With just five companies at the helm of all our communications and the majority of our business output, it is more like we’ve entered a high-tech feudal system; we are simple serfs in the service of our digital overlords. If they so choose, we could be denied access to the public, and then we’re just screwed.
But what about regulation?
It’s true that setting up a governance protocol for these companies would at least make the big five more agnostic to its user base. However, that regulation could also force the hand of these companies to begin charging for their service. This would have significant ramifications on the amount of access we are already struggling to achieve.
The ease of use that the big five have given us makes it prohibitively complicated to switch to any other platform—there are countless compromises when doing so. But is this ease really worth the loss of freedom? And when Facebook and Twitter ban media companies because they deem their input as “inappropriate,” is our speech really free anymore?
Another way to look at it is that these companies could regulate themselves by being businesses rather than ethical coordinators of data. But that's asking too much of consumers to sift through mixed messages and value judgements based on advertising. Advertising which, shocker, is intended to manipulate your decision. Better would be to find a solution that will last. In other words:
The answer has to be sustainable
This is not going to be resolved anytime soon. The closest laws we have to anything like these platforms are over fifty years old, and every option presents its own set of unique challenges. But there is one thing we can do as individuals that will help put some parameters on the influence these five companies have over us: self-regulated usage.
Take an inventory of how much you rely on these platforms and devices for your understanding of the world, your connection to others, and your general knowledge.

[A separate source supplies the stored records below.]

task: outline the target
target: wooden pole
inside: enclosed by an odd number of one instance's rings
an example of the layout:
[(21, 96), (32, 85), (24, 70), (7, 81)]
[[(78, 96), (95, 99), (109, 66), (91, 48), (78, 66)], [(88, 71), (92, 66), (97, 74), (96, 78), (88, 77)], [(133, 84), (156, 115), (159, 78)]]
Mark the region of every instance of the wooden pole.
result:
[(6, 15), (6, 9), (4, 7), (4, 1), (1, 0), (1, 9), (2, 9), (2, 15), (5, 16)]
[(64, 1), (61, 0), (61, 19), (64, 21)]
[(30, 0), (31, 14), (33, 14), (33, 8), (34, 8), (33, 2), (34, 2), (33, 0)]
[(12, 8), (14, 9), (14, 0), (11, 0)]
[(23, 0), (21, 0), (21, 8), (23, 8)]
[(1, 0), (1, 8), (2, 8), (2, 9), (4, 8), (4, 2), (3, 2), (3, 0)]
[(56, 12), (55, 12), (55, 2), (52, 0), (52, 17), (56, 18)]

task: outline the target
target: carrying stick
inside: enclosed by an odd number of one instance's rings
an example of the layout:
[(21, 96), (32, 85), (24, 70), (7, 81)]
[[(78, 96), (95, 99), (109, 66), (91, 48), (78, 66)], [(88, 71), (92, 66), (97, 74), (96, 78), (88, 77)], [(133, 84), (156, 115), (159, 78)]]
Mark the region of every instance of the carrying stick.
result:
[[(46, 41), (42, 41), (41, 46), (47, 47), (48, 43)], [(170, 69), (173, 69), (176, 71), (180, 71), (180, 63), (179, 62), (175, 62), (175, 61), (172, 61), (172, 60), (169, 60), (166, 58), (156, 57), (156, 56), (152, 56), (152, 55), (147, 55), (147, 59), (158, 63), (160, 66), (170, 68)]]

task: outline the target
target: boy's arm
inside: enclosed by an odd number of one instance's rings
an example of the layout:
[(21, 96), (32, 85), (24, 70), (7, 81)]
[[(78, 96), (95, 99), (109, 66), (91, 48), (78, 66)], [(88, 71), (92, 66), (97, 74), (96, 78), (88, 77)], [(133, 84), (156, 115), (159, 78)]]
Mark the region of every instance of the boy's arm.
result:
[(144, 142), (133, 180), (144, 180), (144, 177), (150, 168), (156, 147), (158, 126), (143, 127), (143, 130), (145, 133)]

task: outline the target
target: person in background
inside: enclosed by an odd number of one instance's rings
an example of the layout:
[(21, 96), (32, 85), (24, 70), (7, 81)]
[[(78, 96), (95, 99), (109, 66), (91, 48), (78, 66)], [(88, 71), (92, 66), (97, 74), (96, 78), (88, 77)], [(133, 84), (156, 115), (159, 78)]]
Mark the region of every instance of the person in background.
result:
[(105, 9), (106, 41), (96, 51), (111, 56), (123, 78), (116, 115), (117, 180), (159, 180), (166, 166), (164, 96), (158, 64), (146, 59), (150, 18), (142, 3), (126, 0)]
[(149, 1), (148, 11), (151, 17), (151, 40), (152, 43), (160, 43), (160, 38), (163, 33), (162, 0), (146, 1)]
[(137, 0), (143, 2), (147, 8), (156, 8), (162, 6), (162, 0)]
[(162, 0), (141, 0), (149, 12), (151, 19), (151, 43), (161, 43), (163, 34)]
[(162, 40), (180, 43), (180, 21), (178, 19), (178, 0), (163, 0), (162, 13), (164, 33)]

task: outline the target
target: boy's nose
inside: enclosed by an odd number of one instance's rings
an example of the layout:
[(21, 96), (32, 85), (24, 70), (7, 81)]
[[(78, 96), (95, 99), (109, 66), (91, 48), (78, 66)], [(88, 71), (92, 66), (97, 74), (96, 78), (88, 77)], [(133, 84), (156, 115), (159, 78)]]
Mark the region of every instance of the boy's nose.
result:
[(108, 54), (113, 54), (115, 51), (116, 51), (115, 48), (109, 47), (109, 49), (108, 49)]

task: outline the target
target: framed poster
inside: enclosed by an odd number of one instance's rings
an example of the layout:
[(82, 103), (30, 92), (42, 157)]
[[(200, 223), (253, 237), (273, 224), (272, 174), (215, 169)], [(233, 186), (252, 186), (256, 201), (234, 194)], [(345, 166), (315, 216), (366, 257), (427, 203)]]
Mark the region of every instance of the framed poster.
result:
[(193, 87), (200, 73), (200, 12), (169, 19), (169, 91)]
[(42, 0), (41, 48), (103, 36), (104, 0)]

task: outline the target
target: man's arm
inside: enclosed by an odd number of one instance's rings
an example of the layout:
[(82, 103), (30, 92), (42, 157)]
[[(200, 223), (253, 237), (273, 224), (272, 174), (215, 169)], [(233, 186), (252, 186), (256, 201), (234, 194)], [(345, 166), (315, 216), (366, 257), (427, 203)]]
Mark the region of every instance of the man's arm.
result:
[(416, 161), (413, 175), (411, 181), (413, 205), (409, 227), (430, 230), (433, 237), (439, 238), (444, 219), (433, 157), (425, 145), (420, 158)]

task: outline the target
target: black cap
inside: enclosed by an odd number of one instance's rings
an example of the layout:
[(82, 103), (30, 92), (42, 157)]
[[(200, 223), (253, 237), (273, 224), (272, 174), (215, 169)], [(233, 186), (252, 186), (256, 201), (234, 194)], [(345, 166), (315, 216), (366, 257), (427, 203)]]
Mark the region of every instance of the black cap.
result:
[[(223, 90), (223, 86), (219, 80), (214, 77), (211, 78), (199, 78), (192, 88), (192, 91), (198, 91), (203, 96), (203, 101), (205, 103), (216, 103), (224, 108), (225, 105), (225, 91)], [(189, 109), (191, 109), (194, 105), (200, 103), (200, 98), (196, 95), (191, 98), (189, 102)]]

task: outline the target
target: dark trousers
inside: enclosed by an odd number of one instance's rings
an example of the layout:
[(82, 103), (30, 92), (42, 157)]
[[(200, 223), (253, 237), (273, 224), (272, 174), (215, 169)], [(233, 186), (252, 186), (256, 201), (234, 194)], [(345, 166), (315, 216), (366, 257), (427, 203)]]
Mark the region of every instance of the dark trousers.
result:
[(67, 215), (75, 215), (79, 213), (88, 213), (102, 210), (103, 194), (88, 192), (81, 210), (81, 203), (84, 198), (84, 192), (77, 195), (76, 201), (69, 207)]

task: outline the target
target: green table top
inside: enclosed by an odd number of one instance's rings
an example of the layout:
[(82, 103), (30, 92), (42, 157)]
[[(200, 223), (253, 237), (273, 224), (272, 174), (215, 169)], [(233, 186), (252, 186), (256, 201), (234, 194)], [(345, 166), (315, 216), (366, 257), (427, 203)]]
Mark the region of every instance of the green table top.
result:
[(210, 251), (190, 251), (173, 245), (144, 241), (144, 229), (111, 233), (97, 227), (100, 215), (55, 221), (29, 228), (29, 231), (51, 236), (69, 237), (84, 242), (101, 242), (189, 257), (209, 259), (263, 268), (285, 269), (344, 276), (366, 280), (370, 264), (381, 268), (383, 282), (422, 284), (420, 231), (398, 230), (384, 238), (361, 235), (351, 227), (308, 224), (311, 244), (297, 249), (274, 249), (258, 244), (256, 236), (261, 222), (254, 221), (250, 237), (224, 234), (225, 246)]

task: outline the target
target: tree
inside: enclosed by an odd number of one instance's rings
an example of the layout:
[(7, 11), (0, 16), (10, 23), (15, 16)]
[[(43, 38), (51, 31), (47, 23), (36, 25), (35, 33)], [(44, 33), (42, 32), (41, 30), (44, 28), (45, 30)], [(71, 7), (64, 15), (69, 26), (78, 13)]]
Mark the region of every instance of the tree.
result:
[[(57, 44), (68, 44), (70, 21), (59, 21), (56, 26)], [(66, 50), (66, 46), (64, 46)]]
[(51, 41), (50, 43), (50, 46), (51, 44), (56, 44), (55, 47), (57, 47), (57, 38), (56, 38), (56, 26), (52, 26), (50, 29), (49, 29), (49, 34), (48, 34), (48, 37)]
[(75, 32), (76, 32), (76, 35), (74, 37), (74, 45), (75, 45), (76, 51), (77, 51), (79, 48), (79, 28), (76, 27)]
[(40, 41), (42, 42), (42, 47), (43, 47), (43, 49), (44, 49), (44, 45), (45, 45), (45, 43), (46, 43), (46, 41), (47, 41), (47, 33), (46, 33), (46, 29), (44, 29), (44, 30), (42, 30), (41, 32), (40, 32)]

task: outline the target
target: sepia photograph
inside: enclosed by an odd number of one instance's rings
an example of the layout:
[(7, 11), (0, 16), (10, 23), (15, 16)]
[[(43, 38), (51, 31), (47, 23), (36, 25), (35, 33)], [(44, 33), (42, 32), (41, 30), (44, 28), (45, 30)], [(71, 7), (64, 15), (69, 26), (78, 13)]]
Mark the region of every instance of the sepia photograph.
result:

If you haven’t actually talked to your friends and family in more than a few months, it might be time to step back from these devices.
This may border on broken record in this blog, but the advice is sound. The more control these five companies have, the less we have as individuals. But if we take back some degree of control—gather our information the old-fashioned way—we limit the power of these overlords. Real communication will never be out of range for us. Face-to-face time will not go away. And, unlike data, these things are as sustainable as sunlight.